Federal volume by NAICS
We bucket solicitations by primary NAICS code. Top five sectors by Q3 2025 volume, with year-over-year change:
| NAICS sector | Q3 2025 solicitations | YoY change |
|---|---|---|
| 541 — Professional, scientific, technical services | ~12,400 | +9% |
| 23 — Construction | ~4,800 | -7% |
| 62 — Health care and social assistance | ~3,100 | +18% |
| 33 — Manufacturing | ~2,700 | flat |
| 51 — Information (incl. publishing, data) | ~1,900 | +4% |
Numbers are rounded; the underlying SAM.gov data has counting ambiguities (a single solicitation can be amended five times and appear five times depending on the query). We collapsed amendments to the parent solicitation. Anybody pulling raw counts from SAM.gov without that collapse will see different numbers.
The 541 growth is concentrated in 541512 (computer systems design services) and 541611 (administrative management consulting). Both grew double-digit YoY. This matches what we are hearing anecdotally from federal IT contractors — the agencies that froze IT spending in early 2025 reopened the spigot in Q3.
State volume — flat aggregate, lumpy distribution
State procurement portals do not report on a unified schema. We harmonized as best we could. Aggregate volume across the seven states we track was flat YoY. But the distribution was not flat:
- California up ~12% YoY, driven by health and human services.
- Texas down ~8% YoY, driven by a slowdown in education-sector RFPs.
- New York up ~5%, broad-based.
- Florida flat.
- Illinois down ~4%.
- Georgia up ~22%, driven by a state IT modernization initiative we covered in the Georgia state RFPs teardown.
- Washington flat.
States with growing IT modernization mandates (California, Georgia) are visible in the data.
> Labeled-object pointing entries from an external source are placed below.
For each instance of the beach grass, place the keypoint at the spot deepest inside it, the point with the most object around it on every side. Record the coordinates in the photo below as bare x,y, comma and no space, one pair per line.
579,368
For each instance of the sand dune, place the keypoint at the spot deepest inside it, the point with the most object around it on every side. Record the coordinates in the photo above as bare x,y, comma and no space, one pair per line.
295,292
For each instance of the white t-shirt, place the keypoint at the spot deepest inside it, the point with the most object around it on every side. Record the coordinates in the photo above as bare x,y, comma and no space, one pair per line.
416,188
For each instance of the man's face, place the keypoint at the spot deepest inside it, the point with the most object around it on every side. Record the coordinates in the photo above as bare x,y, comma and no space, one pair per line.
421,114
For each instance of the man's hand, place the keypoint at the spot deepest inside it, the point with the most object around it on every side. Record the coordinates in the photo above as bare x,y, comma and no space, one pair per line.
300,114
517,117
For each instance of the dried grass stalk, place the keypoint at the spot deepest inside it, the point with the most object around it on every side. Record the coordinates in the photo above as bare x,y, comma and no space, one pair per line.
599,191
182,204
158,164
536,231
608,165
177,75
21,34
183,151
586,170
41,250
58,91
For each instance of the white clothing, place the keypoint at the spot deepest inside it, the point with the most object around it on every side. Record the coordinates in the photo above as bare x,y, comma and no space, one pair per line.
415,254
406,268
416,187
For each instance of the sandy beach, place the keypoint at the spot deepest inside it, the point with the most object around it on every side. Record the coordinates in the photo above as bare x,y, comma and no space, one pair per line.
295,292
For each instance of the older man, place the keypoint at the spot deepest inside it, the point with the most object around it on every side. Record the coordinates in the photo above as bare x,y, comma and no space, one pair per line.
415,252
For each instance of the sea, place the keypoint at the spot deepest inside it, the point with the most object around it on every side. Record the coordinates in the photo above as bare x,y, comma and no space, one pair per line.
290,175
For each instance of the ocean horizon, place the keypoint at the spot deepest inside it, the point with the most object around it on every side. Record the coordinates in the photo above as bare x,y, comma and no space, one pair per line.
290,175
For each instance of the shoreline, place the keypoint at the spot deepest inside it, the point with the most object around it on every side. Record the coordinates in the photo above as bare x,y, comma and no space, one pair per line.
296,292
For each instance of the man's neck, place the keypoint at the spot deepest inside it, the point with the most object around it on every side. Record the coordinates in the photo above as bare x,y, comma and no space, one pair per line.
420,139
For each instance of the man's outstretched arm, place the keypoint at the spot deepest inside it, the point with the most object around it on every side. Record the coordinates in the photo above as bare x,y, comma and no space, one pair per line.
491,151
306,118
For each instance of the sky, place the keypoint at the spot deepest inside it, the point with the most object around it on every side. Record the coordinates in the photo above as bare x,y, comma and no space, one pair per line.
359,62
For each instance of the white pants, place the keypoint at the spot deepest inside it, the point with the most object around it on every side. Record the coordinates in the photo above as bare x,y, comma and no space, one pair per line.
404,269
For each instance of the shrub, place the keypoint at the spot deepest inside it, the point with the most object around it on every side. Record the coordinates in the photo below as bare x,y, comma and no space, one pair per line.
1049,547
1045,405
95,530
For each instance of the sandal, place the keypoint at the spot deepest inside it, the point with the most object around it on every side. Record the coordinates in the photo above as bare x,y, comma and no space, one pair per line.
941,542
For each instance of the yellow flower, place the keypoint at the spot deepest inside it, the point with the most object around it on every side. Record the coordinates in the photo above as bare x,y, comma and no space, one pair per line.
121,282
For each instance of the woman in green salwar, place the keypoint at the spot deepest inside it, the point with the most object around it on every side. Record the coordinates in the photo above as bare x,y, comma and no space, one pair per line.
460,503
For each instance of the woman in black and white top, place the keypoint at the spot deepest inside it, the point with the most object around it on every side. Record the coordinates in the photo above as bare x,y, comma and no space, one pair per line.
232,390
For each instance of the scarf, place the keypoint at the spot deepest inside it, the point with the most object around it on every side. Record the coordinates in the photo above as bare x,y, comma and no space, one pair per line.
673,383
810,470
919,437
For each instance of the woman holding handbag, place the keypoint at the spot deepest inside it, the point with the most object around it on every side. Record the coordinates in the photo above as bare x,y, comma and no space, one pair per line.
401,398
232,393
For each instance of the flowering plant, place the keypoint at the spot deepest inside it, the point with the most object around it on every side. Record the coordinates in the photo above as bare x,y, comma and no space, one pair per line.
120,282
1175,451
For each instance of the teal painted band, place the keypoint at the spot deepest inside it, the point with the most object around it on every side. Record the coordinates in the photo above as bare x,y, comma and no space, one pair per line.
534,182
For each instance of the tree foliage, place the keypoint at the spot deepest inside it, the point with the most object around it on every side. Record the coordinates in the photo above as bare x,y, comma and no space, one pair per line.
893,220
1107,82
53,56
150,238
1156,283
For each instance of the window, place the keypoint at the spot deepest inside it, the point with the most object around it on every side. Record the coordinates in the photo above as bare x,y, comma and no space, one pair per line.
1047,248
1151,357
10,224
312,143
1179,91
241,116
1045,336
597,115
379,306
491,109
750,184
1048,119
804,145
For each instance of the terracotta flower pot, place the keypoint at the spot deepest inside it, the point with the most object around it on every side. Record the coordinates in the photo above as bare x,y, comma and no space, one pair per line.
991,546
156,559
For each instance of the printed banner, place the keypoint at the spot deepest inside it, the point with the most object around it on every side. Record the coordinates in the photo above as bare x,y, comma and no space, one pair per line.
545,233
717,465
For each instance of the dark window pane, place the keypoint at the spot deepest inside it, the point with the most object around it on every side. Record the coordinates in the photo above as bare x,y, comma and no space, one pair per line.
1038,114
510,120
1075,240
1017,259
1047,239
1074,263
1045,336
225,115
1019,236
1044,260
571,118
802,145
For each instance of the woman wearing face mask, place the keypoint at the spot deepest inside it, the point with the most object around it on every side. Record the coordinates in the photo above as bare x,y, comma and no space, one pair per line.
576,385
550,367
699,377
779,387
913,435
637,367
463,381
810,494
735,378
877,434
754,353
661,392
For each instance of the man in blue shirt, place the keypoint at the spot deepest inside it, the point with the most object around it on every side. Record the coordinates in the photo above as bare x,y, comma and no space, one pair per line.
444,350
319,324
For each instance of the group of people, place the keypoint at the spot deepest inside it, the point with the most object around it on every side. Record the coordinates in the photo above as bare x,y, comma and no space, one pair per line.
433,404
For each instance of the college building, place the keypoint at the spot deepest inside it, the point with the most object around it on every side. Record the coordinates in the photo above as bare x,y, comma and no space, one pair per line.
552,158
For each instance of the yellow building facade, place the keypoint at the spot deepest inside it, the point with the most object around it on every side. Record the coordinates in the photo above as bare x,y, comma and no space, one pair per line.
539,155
States with budget pressure (Illinois, Texas in non-education sectors) are visible in the data.
Healthcare RFPs — up 18%, but lumpy
Healthcare federal volume was the strongest growth signal. Eighteen percent YoY is large. The lumpiness matters: about 40% of the volume came from VA Medical Centers and HHS sub-agencies running multi-award IDIQ task orders against existing vehicles. Strip those out and the underlying agency-level volume is closer to +9%.
We have a separate post landing next week on healthcare RFP compliance patterns that goes deeper on what these solicitations are asking for. The short version: HIPAA and HITRUST language has become standard; data-residency clauses are showing up in places they did not show up two years ago.
What we cannot reconcile
A few things in the data we do not have a clean explanation for.
Construction is down 7%, but federal infrastructure spending is up. The two should correlate. They do not in Q3. One theory: more spending is flowing through existing IDIQ vehicles (no new solicitation) rather than new procurements. We cannot prove this from public data. USAspending.gov shows obligation volume, but the linkage from obligation back to solicitation is brittle.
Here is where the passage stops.